Working hours in Hong Kong
Some employers are surprised to learn that (save for rules regarding children, young persons in industrial undertakings, statutory holidays and rest days) there is no regulatory framework restricting or monitoring standard working hours (SWH) in Hong Kong. This may change following an announcement by the consultation committee in May 2015 recommending that new legislation be enacted in this area.
Employers with operations in the UK and Europe will be familiar with the concept of ‘working time’ and the complex related issues that arise, such as paying the national minimum wage, rest breaks, on-call arrangements and roles involving significant travel. For a region with a mature and developed economy, Hong Kong’s lack of regulation is unusual.

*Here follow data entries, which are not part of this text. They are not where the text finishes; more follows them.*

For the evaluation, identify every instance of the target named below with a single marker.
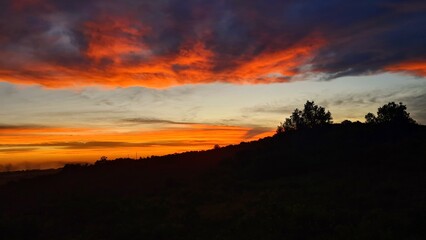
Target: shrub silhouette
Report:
(390, 114)
(311, 116)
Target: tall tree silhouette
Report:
(311, 116)
(391, 113)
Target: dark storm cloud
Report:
(62, 43)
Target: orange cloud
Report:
(117, 56)
(77, 145)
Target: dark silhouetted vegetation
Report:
(390, 114)
(338, 181)
(311, 116)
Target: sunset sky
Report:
(85, 78)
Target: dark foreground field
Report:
(337, 182)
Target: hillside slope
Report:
(336, 182)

In 2012, the Labour Department published its “Report of the Policy Study on Standard Working Hours” (“Report”). The Report assessed SWH regimes globally, reviewed SWH in Hong Kong and the potential socio-economic impact of SWH regulation. The Report posed more questions than it answered and outlined a number of areas for further consideration, including the impact on business and potential proliferation of casual workers.
In April 2013, the SWH Committee was formed for a three-year term, a consultation commenced in January 2014 and a survey of 10,000+ employees and employers was commissioned. Interestingly, the survey confirmed:
- median weekly hours ranged from 40.0 - 54.0;
- 7% employees had undertaken paid overtime with 18% undertaking unpaid overtime (median being 5.0 hours each);
- 61% employees’ contracts were silent on overtime compensation;
- the commonest overtime pay rate was 1:1 (75%);
- 92% employees ‘agreed’ working hours should be agreed between the employer and employee;
- 67% employees ‘agreed’ SWH should be set; and
- <45% of employers ‘agreed’ that maximum working hours limits were appropriate.
In May 2015, the Committee confirmed that a legislative approach was recommended, to include a requirement for written employment contracts to specify working hours arrangements (the ‘big-frame’ approach). Consideration is still being given to other suitable measure(s) to protect grassroots employees ('small frame'). A final report is likely in Q1 2016.
Unfortunately, there is currently no further information on what the ‘big-frame’ or ‘small-frame’ approaches might look like or how they will be applied in practice. However, legislation is likely to be ‘light touch’ compared with other jurisdictions.